The cleanup of old logfiles takes about a week to finish here. We have about 1 billion records in our table piwik_log_link_visit_action. This is for 45 days. We could reduce another 10 days, but not more.

So for now, we are importing logfiles, archiving them, and once a month a cleanup. When the cleanup is running we wait/delay importing and archiving.

So is it possible to continue import new logfiles while the cleanup schedule is still running? This will speed up our archiving a lot, and customers don’t have to wait for a week once a month.

Anybody tested this or has an idea?

Ok, now I am very disappointed. I have helped a lot. Did a lot of beta testing and running multiple big archives for beta testing to help Piwik. Not asking anything in return.
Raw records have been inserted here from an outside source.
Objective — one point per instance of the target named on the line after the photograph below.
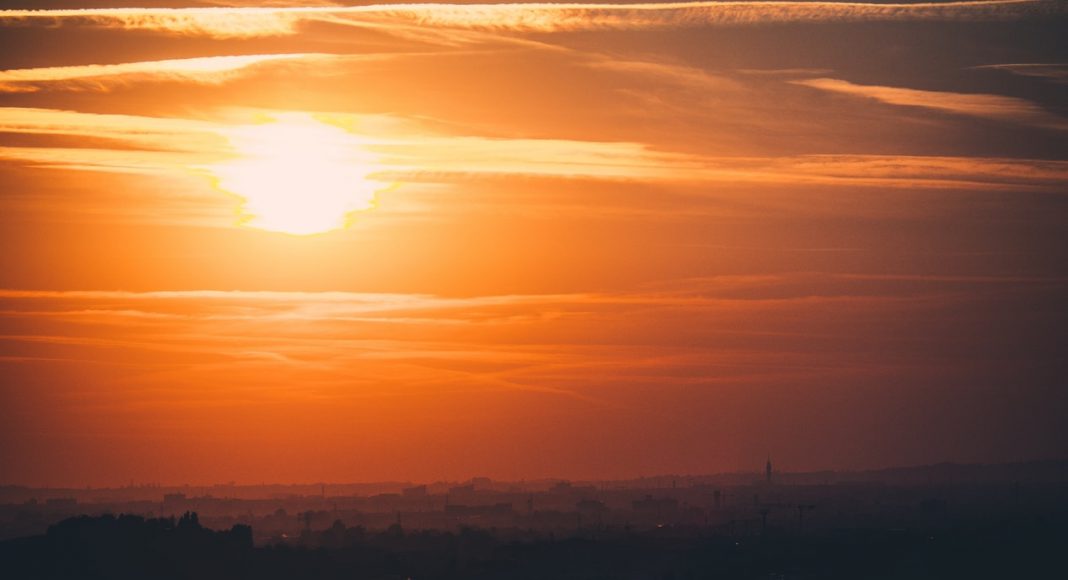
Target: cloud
(983, 106)
(245, 21)
(205, 69)
(1052, 72)
(406, 151)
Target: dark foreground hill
(130, 547)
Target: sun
(298, 175)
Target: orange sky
(334, 244)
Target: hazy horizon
(261, 241)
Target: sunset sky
(302, 241)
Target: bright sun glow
(298, 175)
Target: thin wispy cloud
(204, 69)
(244, 21)
(1052, 72)
(983, 106)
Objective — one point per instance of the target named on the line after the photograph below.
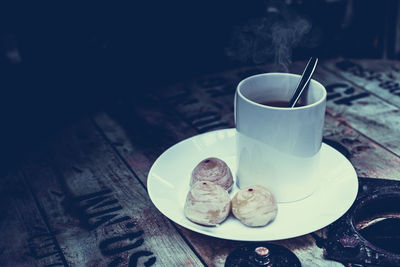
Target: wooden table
(82, 201)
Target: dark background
(62, 60)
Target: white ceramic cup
(279, 147)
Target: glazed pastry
(213, 170)
(254, 206)
(207, 203)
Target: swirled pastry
(254, 206)
(207, 203)
(213, 170)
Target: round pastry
(213, 170)
(254, 206)
(207, 203)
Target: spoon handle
(305, 79)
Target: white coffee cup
(279, 147)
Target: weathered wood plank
(100, 212)
(25, 238)
(360, 109)
(379, 77)
(207, 104)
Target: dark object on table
(262, 254)
(369, 233)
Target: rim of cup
(318, 84)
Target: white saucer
(169, 177)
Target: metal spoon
(304, 81)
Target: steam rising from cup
(273, 37)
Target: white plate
(169, 177)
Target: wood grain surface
(82, 201)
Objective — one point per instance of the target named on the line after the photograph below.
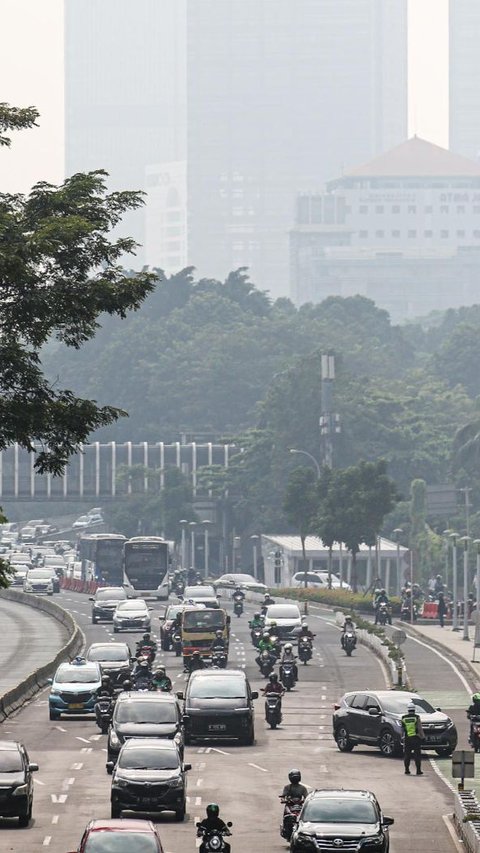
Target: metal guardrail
(14, 698)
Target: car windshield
(398, 704)
(143, 758)
(111, 595)
(339, 811)
(283, 611)
(10, 761)
(120, 841)
(146, 712)
(139, 604)
(76, 675)
(108, 653)
(218, 687)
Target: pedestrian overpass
(93, 472)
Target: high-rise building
(282, 94)
(125, 95)
(465, 77)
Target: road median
(15, 697)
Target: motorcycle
(293, 807)
(237, 606)
(266, 663)
(287, 675)
(103, 712)
(177, 644)
(349, 642)
(305, 649)
(273, 709)
(213, 839)
(474, 738)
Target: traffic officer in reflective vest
(413, 734)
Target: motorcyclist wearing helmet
(161, 681)
(274, 685)
(213, 822)
(288, 656)
(295, 789)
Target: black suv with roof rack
(341, 820)
(374, 717)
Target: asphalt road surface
(72, 785)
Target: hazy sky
(31, 72)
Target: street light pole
(254, 539)
(312, 458)
(465, 540)
(453, 537)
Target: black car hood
(339, 830)
(145, 729)
(216, 706)
(9, 779)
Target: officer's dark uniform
(414, 735)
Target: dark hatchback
(374, 718)
(149, 777)
(219, 706)
(144, 715)
(341, 820)
(105, 602)
(16, 782)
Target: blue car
(74, 688)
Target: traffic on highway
(221, 718)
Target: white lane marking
(61, 798)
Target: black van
(219, 706)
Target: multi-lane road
(72, 785)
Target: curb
(17, 696)
(462, 664)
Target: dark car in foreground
(16, 782)
(122, 836)
(155, 715)
(341, 820)
(149, 777)
(219, 706)
(374, 718)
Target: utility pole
(329, 420)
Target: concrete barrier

I think I will stop this, because the feedback and support from Piwik is below average. I would expect after 1 month at least one reply. To bad…

But lucky for us, we have solved this issue, and we have made a fix for Piwik which will reduce the cleanup time by about 60%! So for now, we have solved this issue.

And because of the lack of response of Piwik, we have decided not to share the fix for now. To bad for anybody out here…


This is a community forum that is run by volunteers, who answer questions on their own time.
I understand that it’s unfortunate that your post didn’t yield any reactions, but I think that this is mostly because your issue affects only a small percentage of users (with large instances) and as a result most people (including me) simply can’t help because we have no experience with maintaining a large server instance.

Yeah, I have contributing for the past 5 years! I have done my share already. Any how, I am still surprised of the low response. Sounds like this is a secret.

But here is the fix! Improved archive cleanup with 60% in time! by theyosh · Pull Request #11988 · piwik/piwik · GitHub

Have fun with it. We are running this in production and do not see any issues.